Manchmal schadet es nicht, sich von der Welt zu distanzieren, um mit ihr wieder besser klarzukommen. Klassisches Beispiel dafür ist Italo Calvinos „Baron auf den Bäumen“: ein junger Adliger des 18. Jahrhunderts, der beim geselligen Beisammensein bemerkt, dass er für die Gesellschaft nicht geschaffen ist, und der sich ihr daraufhin enthebt. Indem er auf einen Baum klettert. Und bis ans Lebensende nicht mehr herunterkommt. Die Menschen eher beobachtet und ab und zu berät. 

Erzählerisch ist das ein maximales Problem: Jede Geschichte handelt ja vom Zusammenleben mit den Menschen in all ihrer Seltsamkeit, handelt von Liebe, Konflikt, Neurose, Gier, Eifersucht, Mord. Calvinos Baron auf den Bäumen hält eine komfortable Halbdistanz, und so fließt seine Fama im angenehmen Plauderton dahin. Einen packenden Pageturner hat das noch nie ergeben. Umso lieber lässt man sich den „Baron auf den Bäumen“ hingegen vorlesen. 
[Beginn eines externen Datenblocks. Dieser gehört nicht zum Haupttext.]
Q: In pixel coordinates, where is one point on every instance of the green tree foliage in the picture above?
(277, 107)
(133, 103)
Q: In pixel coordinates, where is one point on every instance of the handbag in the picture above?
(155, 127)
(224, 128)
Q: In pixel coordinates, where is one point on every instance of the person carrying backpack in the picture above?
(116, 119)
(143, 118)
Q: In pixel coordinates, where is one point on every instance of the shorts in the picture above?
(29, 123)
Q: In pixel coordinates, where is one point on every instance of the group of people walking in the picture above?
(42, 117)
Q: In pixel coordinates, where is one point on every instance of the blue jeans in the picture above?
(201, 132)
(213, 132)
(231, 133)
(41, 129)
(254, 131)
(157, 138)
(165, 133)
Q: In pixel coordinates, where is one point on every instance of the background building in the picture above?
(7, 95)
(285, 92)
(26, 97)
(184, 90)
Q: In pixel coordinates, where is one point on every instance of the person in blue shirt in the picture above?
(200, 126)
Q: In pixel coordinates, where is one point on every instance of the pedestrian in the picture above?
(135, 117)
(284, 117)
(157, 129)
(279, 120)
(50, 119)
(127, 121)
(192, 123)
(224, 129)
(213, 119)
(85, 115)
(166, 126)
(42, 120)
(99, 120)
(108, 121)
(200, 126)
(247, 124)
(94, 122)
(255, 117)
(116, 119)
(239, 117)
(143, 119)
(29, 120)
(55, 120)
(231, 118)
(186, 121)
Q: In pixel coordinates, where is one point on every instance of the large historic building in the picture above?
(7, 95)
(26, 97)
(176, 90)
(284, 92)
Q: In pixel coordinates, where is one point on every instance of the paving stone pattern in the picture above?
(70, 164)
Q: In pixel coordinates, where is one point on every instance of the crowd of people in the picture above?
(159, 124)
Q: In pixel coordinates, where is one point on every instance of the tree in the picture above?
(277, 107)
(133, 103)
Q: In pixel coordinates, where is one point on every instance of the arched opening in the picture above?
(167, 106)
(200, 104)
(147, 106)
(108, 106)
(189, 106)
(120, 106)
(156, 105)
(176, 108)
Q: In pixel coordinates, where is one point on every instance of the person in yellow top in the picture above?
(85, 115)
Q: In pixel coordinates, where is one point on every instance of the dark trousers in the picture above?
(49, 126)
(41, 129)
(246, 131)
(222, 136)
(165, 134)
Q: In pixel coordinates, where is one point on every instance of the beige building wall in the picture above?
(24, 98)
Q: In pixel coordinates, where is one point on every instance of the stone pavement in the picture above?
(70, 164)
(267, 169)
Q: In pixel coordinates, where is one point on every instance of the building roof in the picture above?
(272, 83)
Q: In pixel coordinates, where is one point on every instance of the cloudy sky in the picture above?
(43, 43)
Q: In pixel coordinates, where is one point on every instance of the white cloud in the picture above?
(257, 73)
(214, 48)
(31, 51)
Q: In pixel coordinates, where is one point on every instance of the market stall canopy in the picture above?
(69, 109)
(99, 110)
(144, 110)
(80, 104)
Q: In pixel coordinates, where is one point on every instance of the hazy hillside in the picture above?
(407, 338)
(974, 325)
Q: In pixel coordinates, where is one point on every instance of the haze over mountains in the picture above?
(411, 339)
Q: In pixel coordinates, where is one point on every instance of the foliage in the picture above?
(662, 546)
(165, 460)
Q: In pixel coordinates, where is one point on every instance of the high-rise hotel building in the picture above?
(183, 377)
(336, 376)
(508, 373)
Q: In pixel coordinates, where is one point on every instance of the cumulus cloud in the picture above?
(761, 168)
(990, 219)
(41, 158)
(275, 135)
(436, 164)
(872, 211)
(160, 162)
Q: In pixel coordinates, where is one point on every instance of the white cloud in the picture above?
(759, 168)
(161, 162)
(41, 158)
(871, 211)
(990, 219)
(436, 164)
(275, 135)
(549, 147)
ITALO CALVINO: DER BARON AUF DEN BÄUMEN
Ungekürzte Lesung. 9 Stunden 10 Minuten. 
Der Audioverlag 2023. 15 €
 

Leschs Doppelstern

Ganz, ganz weit heraustreten, um zu verstehen: Das ist das Grundbedürfnis der Astronomie. Und die Menschheit hat noch wenig Schaden genommen, wenn Leute sich Teleskope beschafften, um den Nachthimmel zu inspizieren. „Die Entdeckung der Milchstraße“ beginnt hier mit dem deutschen Musiker, der zum englischen Astronomen wurde, Wilhelm Herschel. Und mit einer Frau, die eigentlich nur hatte singen wollen, seiner Schwester Karoline. Sie und die ihnen Nachfolgenden stellt Harald Lesch uns vor, selber gern Grenzüberschreiter: Astrophysiker ist er und TV-Kopf, seit Jahren pflegt er den Duktus eines dieser Lehrer, die viertelwitzig sind und sich aber für halbwitzig halten. 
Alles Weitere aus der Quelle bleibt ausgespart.